A new study suggests that small wetlands play a bigger role in filtering out pollutants and preventing algal blooms in the Great Lakes than their larger counterparts.
Wetlands, which include marshes, seasonally flooded forests and bogs, play important roles as habitats for waterfowl, absorb the impact of large waves or floods and act as a filter preventing excess nutrients that come from fertilizers from reaching lakes and reservoirs.
"We have more and more agriculture and organizations that are leading to nutrient pollutions in our land, and at the same time, we are losing these wetlands that filter these pollutants and prevent them from reaching the downstream waters," said Nandita Basu, an author of the study and an engineering professor at the University of Waterloo.
Wetlands cover about 14 per cent of the country's total land area, according to Environment Canada. In southern Ontario, 68 per cent of the original wetlands have been lost to development like agriculture and housing.
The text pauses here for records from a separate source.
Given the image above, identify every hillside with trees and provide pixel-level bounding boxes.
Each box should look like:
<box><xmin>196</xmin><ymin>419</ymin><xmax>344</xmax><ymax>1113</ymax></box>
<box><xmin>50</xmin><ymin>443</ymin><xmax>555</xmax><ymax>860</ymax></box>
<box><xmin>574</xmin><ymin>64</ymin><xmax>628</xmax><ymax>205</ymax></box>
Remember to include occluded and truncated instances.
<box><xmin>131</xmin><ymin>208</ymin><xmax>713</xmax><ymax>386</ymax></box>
And when wetlands aren't there to do their jobs, problematic algal blooms develop, according to Basu's study in the journal Water Resources Research, suffocating aquatic life and worsening the quality of drinking water.
Basu said her team examined previous studies and modelled out how wetlands filter pollutants from the water, and they found that smaller wetlands are more effective than larger ones.
She said the Ontario government's guidelines are more likely to protect larger wetlands than small ones, because large wetlands are habitats for waterfowl.